Quelques décentrements au centre de Paris

Somme toute, c'est bon signe, que les jeunes militants de Extinction Rebellion se fassent taper dessus de tous côtés. Du côté de l'ineffable cancérologue-exploratrice des mondes polaires en chambre Ségolène Royal, (qui appelle la police à taper promptement) comme du côté de certains Gilets jaunes, stupéfaits et aussitôt soupçonneux de voir la police ne pas taper assez fort.

Spécialiste des mouvements populaires et des insurrections, notre historienne préférée Mathilde Larrère elle-même, exprime des jugements contradictoires. A Reporterre, dans une interview titrée " le message politique n'est pas clair" (mais plus nuancée que son titre) ; dans Libération, où elle participait hier au Libé des historiens en compagnie de sa collègue Ludivine Bantigny, elle est plus positive. Mais ces incertitudes sont traditionnelles. Avant de s'engager dans le soutien aux Gilets jaunes, nombre d'intellectuels étaient en proie aux mêmes doutes.

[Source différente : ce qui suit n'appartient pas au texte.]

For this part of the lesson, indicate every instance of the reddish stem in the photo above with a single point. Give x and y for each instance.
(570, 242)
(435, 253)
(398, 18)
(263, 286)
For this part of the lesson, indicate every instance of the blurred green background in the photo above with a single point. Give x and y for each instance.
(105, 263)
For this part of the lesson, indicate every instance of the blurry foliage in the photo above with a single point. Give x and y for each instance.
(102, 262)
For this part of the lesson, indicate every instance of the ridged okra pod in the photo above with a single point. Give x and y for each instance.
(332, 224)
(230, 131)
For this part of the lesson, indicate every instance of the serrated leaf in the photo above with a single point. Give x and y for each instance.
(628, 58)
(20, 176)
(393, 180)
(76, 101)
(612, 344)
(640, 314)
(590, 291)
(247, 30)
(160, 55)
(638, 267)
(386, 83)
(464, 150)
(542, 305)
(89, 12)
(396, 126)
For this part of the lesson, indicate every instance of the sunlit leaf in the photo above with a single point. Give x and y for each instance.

J'ai fait hier place du Châtelet une incursion d'une petite heure. Trop courte, mais pourtant assez longue pour y assister, sous une bâche, entre les ballots de paille, à un débat sur le thème "la non-violence sert-elle l'Etat ?" Thème éminemment politique, et qui signifie explicitement que le mouvement est en doute perpétuel sur la stratégie qu'il a choisie. 

Mais j'ai surtout vu sur cette place un vaste espace urbain habituellement circulatoire, rendu à l'immobilité, à la micro-expérimentation de nouvelles sociabilités, aux délices de la répartition des tâches sur des plannings en carton d'emballage.  A quoi porte surtout atteinte cette occupation ? Aux circulations habituelles de cette place centrale de Paris, concédée (pour l'instant ?) à l'auto, à l'ancienne, par la municipalité parisienne. Pour quelques jours, on n'y circule plus. Pourquoi, vers quel but, y circulait-on auparavant ? Pourquoi y faisait-on du bruit, pourquoi y émettait-on des particules fines ? Où allait-on ? Ce trajet était-il vraiment nécessaire ?  Et moi, au hasard, où donc me rendais-je, la dernière fois que j'ai traversé en scooter la place du Châtelet ? Ce voyage était-il bien nécessaire ? Pourquoi, ce trajet, ne l'ai-je pas fait à pied, ou en bus, pour jouir du paysage ? Dans notre incessante bougeotte, où est le nécessaire ? Où est l'évitable ?

Je ne sais pas si ces questions constituent un message politique clair. Rendre à la déambulation, à la parole partagée, un espace affermé aux circulations machinales solitaires, je ne sais pas si ça sauvera la planète. Je ne sais pas comment se sauvera la planète, ni même si elle se sauvera. Mais décentrer son regard sur ses propres automatismes, après tout, est un premier pas comme un autre.